La deuxième chose était un compte rendu détaillé de chaque biberon, de chaque change, de chaque prise de température et de chaque heure d’insomnie pendant son absence.
La troisième chose était une lettre de son avocat.
Brandon regarda les papiers, puis la valise près de la porte.
« Qu’est-ce que c’est ?»
Sa mère se leva lentement, Lila toujours dans les bras.
« Voilà ce qui arrive quand on laisse sa femme seule avec deux bébés pour partir en vacances. » Brandon me regarda comme s’il attendait de moi que je le défende.
Mais je ne l’ai pas fait.
Pendant ces quatre jours, j’ai enfin tout avoué à nos familles. J’ai cessé de défendre sa réputation et de faire comme si son comportement était normal.

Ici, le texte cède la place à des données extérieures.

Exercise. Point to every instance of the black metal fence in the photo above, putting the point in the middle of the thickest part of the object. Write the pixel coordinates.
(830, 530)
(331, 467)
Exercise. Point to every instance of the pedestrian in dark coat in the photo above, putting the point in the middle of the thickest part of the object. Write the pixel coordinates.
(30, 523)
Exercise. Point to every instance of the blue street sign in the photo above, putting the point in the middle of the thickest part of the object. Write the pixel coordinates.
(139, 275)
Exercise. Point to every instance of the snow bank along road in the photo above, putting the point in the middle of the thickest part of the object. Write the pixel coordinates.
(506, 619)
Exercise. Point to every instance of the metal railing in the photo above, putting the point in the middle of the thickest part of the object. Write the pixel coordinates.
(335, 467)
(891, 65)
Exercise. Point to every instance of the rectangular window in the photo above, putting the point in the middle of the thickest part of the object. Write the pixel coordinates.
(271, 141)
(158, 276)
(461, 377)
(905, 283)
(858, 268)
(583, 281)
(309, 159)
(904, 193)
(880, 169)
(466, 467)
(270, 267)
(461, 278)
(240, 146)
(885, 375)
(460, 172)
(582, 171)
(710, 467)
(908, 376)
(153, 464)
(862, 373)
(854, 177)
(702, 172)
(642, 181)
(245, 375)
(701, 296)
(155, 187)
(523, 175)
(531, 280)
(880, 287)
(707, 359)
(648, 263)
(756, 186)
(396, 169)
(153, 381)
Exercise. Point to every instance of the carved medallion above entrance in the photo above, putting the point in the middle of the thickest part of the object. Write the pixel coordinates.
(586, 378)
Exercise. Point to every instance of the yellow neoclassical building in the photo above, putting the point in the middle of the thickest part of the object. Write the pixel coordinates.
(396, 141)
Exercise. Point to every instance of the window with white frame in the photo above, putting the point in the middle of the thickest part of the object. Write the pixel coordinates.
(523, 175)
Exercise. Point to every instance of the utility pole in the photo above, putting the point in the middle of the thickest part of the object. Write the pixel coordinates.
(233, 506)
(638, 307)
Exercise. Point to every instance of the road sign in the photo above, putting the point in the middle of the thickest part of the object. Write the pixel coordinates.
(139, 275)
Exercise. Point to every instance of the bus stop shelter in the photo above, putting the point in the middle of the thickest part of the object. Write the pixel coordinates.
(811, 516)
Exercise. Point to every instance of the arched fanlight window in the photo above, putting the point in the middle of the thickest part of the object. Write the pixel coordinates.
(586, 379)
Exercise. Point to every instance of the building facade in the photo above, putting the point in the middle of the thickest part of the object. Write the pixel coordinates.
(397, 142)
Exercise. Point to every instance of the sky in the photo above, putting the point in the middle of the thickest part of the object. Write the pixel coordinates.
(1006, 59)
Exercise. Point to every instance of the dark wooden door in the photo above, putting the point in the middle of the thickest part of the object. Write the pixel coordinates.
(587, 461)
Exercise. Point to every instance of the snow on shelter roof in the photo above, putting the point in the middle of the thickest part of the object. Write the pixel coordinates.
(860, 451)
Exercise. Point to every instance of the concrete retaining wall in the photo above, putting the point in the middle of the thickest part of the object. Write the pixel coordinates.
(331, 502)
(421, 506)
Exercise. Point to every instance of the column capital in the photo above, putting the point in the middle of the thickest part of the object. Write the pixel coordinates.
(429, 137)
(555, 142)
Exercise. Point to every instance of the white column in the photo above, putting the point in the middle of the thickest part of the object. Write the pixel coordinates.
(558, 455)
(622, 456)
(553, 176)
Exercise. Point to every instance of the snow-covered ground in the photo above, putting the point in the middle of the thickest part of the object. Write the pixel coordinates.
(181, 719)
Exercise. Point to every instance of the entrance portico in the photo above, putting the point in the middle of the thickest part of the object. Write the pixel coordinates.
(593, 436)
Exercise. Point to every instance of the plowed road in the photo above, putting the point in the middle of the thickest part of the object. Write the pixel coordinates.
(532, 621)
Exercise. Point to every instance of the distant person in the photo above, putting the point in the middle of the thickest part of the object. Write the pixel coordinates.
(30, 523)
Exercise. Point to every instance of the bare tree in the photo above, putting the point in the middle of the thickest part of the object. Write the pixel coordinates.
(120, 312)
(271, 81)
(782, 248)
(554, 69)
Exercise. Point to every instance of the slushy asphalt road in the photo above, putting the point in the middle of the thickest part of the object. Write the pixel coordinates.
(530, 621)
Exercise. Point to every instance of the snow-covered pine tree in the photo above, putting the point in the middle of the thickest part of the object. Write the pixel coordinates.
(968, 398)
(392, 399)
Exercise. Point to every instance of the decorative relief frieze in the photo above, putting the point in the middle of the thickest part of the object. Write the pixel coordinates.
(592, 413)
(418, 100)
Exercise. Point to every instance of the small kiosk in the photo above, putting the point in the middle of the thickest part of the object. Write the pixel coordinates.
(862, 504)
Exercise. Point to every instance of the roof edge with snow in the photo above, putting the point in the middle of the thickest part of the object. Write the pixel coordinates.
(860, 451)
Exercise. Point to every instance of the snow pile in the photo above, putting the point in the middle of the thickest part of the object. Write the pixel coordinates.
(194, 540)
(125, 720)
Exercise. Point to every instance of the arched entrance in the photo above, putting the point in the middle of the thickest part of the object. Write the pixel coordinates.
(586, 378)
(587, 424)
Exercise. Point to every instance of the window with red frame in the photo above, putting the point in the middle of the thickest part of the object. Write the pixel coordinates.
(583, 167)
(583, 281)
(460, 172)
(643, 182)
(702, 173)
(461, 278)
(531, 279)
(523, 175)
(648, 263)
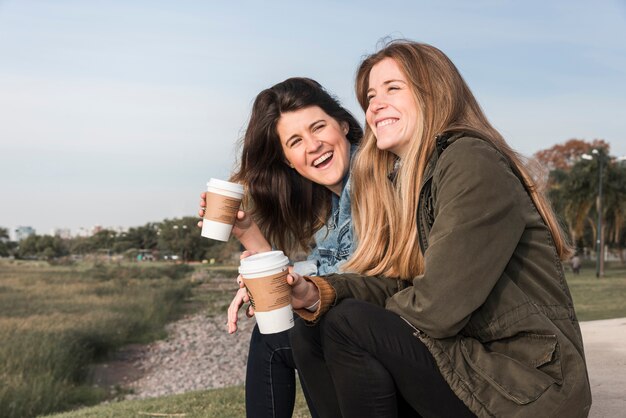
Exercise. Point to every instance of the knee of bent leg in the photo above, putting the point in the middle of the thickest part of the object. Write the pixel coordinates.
(345, 313)
(303, 336)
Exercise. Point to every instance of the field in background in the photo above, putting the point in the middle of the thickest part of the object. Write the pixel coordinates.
(594, 299)
(56, 320)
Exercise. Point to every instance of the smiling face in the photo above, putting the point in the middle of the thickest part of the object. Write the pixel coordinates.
(392, 111)
(315, 145)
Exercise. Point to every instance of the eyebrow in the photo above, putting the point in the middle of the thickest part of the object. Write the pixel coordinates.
(393, 80)
(310, 127)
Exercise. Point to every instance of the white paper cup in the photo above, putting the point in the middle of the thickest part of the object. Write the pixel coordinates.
(223, 199)
(265, 277)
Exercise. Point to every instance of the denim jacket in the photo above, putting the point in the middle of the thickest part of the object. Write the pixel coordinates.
(333, 242)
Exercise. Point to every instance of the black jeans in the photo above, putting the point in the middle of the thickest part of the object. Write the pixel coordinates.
(362, 360)
(270, 376)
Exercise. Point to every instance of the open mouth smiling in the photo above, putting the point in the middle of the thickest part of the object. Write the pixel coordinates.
(386, 122)
(323, 160)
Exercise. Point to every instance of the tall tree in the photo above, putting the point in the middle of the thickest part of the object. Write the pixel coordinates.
(564, 156)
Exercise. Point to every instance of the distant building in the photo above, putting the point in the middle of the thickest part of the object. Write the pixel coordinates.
(23, 232)
(63, 233)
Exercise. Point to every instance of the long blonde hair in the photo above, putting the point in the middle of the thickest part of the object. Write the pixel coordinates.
(384, 214)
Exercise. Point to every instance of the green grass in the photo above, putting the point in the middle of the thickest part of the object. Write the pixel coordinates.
(593, 299)
(56, 320)
(218, 403)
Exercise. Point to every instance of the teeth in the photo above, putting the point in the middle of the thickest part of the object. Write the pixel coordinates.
(386, 122)
(323, 158)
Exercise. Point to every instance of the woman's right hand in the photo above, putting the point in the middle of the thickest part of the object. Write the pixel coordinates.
(240, 298)
(244, 229)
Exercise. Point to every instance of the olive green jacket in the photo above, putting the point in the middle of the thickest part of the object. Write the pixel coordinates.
(493, 306)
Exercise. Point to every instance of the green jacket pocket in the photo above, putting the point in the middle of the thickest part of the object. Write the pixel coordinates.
(521, 367)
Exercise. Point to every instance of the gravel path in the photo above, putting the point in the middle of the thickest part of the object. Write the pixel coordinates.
(198, 354)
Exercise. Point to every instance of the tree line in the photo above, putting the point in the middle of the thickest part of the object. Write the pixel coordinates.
(173, 239)
(571, 171)
(576, 172)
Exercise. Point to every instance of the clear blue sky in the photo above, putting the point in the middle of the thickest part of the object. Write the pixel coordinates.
(118, 112)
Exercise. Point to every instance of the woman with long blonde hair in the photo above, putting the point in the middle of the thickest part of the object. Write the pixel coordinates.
(456, 302)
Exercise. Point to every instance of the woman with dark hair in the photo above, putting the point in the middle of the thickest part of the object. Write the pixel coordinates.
(295, 168)
(459, 304)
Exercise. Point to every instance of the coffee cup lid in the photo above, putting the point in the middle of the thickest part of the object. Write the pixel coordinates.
(260, 262)
(225, 185)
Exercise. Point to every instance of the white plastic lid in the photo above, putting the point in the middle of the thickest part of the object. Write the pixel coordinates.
(225, 185)
(261, 262)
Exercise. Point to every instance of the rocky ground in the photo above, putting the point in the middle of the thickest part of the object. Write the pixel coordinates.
(197, 354)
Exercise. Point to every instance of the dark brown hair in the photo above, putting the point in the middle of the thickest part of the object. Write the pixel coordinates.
(288, 208)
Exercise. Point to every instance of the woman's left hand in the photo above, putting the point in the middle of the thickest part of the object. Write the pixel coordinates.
(303, 292)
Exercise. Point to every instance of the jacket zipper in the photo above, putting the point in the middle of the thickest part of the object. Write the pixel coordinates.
(418, 332)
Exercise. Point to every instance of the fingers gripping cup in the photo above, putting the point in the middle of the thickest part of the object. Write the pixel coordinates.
(265, 277)
(222, 203)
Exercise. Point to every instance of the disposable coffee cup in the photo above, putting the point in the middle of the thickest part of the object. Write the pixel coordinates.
(223, 199)
(265, 277)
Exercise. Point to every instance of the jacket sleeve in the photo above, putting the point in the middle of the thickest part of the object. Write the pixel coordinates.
(477, 225)
(335, 287)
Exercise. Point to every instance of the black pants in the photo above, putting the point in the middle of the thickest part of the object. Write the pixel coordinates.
(271, 377)
(362, 360)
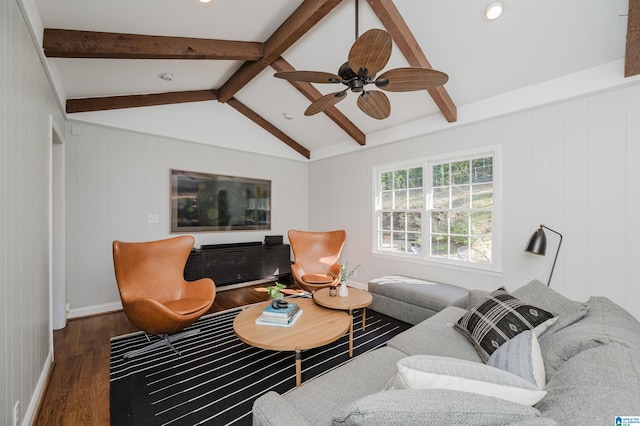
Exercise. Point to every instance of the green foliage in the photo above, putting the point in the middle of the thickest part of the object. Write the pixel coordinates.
(274, 290)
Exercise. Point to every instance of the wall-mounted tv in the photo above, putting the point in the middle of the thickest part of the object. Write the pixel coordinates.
(208, 202)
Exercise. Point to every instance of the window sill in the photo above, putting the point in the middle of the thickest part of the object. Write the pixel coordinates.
(445, 265)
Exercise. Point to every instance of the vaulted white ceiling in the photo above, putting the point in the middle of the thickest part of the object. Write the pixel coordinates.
(534, 42)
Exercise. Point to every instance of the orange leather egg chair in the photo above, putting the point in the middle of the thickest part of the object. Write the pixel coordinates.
(316, 256)
(155, 296)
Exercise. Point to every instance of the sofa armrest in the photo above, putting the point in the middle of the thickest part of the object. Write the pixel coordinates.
(271, 409)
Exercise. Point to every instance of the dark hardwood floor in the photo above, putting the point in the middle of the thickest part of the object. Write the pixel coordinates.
(78, 388)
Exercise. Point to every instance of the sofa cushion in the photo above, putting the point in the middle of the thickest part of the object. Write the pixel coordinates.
(427, 294)
(317, 399)
(500, 317)
(604, 323)
(436, 336)
(594, 387)
(433, 407)
(521, 356)
(538, 294)
(434, 372)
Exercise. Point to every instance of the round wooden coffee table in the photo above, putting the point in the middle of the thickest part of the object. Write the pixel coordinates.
(317, 326)
(356, 299)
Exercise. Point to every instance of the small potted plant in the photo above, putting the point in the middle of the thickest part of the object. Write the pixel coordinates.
(275, 290)
(344, 275)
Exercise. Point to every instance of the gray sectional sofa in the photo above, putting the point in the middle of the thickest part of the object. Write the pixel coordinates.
(591, 359)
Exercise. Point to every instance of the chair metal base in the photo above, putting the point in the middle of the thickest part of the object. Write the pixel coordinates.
(165, 340)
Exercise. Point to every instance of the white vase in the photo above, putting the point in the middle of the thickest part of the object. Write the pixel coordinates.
(344, 291)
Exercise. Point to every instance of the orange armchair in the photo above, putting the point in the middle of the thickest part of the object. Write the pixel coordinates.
(155, 296)
(316, 258)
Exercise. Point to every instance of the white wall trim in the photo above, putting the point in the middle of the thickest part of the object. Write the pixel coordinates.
(30, 414)
(94, 310)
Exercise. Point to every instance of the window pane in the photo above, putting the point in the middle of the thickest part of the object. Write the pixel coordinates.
(461, 197)
(399, 220)
(384, 243)
(482, 196)
(481, 250)
(386, 181)
(460, 223)
(399, 243)
(387, 200)
(399, 179)
(481, 223)
(439, 222)
(416, 198)
(439, 246)
(414, 243)
(400, 199)
(415, 177)
(385, 221)
(441, 175)
(414, 222)
(459, 248)
(482, 170)
(441, 198)
(460, 172)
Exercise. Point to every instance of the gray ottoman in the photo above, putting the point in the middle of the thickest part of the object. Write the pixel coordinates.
(414, 300)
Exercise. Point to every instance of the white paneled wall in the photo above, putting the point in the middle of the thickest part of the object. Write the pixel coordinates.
(115, 179)
(26, 105)
(574, 166)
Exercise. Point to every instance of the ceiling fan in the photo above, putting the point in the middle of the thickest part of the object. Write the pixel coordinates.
(368, 55)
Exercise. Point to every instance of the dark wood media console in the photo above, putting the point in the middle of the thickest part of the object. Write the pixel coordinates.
(236, 263)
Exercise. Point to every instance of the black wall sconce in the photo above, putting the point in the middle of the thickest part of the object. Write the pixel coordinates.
(538, 245)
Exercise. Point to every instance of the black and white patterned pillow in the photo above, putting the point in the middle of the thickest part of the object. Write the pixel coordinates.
(500, 317)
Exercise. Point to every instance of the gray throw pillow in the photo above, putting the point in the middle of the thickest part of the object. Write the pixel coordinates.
(500, 317)
(539, 294)
(521, 356)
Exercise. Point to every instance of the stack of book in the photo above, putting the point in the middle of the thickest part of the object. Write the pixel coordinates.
(279, 317)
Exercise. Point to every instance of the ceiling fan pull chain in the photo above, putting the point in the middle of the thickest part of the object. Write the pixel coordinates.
(357, 19)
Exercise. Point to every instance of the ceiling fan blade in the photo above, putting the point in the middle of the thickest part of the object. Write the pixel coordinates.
(375, 104)
(325, 102)
(408, 79)
(370, 52)
(309, 76)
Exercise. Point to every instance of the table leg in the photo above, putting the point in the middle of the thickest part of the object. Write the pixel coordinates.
(298, 367)
(351, 333)
(364, 317)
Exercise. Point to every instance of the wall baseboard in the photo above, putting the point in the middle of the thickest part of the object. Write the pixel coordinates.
(88, 311)
(30, 414)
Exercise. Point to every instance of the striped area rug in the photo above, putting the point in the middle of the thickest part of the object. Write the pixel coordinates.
(217, 377)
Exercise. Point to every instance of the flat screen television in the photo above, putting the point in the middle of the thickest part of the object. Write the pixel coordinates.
(208, 202)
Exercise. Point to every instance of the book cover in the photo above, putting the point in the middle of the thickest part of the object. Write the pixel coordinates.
(265, 321)
(280, 312)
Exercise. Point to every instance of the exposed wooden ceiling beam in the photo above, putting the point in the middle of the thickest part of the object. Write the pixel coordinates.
(309, 13)
(632, 55)
(91, 44)
(253, 116)
(133, 101)
(408, 45)
(312, 94)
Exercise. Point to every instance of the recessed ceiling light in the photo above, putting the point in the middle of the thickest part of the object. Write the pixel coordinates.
(494, 10)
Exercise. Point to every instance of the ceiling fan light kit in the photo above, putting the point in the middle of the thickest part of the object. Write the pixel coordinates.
(494, 10)
(368, 56)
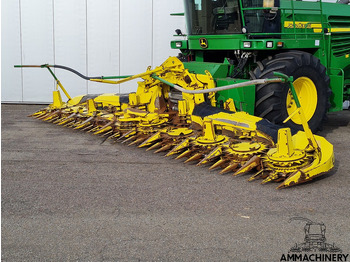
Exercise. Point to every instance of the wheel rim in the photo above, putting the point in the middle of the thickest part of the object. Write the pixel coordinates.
(307, 95)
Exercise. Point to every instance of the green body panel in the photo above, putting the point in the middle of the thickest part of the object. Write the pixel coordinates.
(322, 29)
(244, 97)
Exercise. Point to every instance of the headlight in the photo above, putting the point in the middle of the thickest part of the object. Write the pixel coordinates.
(247, 44)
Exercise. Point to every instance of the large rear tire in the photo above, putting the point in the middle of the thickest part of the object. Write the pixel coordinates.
(274, 101)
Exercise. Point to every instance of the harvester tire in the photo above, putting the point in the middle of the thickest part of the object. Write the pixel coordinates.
(273, 101)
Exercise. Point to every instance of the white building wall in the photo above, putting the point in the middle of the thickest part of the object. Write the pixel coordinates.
(95, 37)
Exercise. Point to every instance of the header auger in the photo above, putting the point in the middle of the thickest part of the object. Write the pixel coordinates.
(175, 111)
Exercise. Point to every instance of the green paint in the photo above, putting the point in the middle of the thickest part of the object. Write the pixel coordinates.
(320, 34)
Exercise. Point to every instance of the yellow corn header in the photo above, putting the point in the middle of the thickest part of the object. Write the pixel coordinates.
(174, 111)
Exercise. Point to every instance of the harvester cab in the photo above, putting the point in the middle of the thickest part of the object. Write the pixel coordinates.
(241, 40)
(200, 106)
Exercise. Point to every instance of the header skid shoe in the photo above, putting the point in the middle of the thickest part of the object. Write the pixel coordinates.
(175, 111)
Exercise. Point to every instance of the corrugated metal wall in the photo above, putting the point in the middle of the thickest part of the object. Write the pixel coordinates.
(95, 37)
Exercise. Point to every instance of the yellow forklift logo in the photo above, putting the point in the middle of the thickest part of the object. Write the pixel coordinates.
(203, 42)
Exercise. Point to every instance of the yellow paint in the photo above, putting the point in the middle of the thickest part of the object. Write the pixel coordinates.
(317, 27)
(231, 139)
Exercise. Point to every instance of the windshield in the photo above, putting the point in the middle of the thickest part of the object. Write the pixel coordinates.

Sa mère a fondu en larmes en apprenant que je lui avais donné presque tous ses repas du soir toute seule. Ma sœur est arrivée aussitôt avec des provisions, des vêtements propres et le premier repas chaud que j’avais mangé depuis des jours.
Grâce à leur aide, j’ai pu dormir trois heures d’affilée.
C’était comme sortir d’un épais brouillard.
« Tu as appelé un avocat juste parce que je suis parti en vacances une fois ? » demanda Brandon.
« Non. » J’ai appelé l’avocat parce que tu avais abandonné tes responsabilités bien avant ce voyage.
Il a dit que j’exagérais, alors je lui ai donné les notes.
Chaque heure était notée.
La température de Lila à deux heures du matin.
Ivy a pleuré jusqu’à l’aube.
J’ai réussi à grappiller un quart d’heure de sommeil avant que l’une des filles ne se réveille. À côté de chaque mot, j’ai écrit la même question :
Où était leur père ?
Brandon ne souriait plus.
Je lui ai expliqué que la lettre ne constituait pas encore un divorce définitif. Elle précisait les modalités d’un arrangement temporaire, le temps que je décide de la suite.
Les jumelles et moi devions emménager dans un appartement tout près. Brandon devait subvenir aux besoins des enfants et passer du temps avec elles selon un planning établi.
Pas seulement quand cela l’arrangeait.
Pas seulement quand elles étaient calmes.
Il devait apprendre à préparer les biberons, changer les couches, calmer deux bébés à la fois et aller chez le médecin. Sa mère lui avait confié Lyla.
La petite fille a immédiatement commencé à faire des bêtises.
Brandon la tenait maladroitement et me regardait, cherchant de l’aide.
Pendant six mois, j’étais toujours intervenue immédiatement dans ce genre de situations.
Mais ce jour-là, j’ai tenu bon.
« C’est aussi ta fille », ai-je dit. « Enfin, comporte-toi comme son père. »
Son expression a changé.
Il s’est excusé et a admis qu’il se sentait lui aussi épuisé et perdu. Il a dit que les pleurs des enfants l’effrayaient parce qu’il ne savait jamais quoi faire.
Au lieu d’apprendre, il s’est enfui et m’a reproché de le rendre inutile. CHIA l’a écouté.
Mais expliquer ne suffit pas.
J’ai dit que je ne resterais pas à cause de ses larmes ou de ses nouvelles promesses. S’il voulait continuer à faire partie de notre famille, il devrait le prouver par ses actes.
Le lendemain matin, j’ai emménagé dans l’appartement avec Lila et Ivy.
Pendant les semaines qui ont suivi, Brandon venait chez nous tous les soirs. Au début, il avait besoin d’instructions pour tout.
Il s’est trompé dans les proportions du biberon, a oublié ses vêtements de rechange et a paniqué quand les deux filles se sont mises à pleurer en même temps.
Mais cette fois-ci, personne n’est venu à son secours.
Petit à petit, il a appris.
Il a commencé à suivre des cours de parentalité, a consulté un thérapeute, a modifié ses horaires de travail et s’occupait lui-même des jumelles tous les samedis.
Au bout de trois mois, il m’a demandé de rentrer à la maison. J’ai refusé.
Je n’ai pas cherché à le punir.
Je voulais simplement préserver la tranquillité que j’avais enfin retrouvée.
Un an plus tard, nous étions toujours mariés, mais vivions séparément. Brandon était devenu un père responsable et nous essayions lentement de reconstruire la confiance perdue.
Je ne sais toujours pas si notre mariage survivra à tout cela.
Mais une chose est sûre :
Le jour où il est parti, j’ai cessé de le supplier de m’aider.
Et le jour où il est revenu, il a enfin compris qu’élever nos enfants n’avait jamais été uniquement ma responsabilité.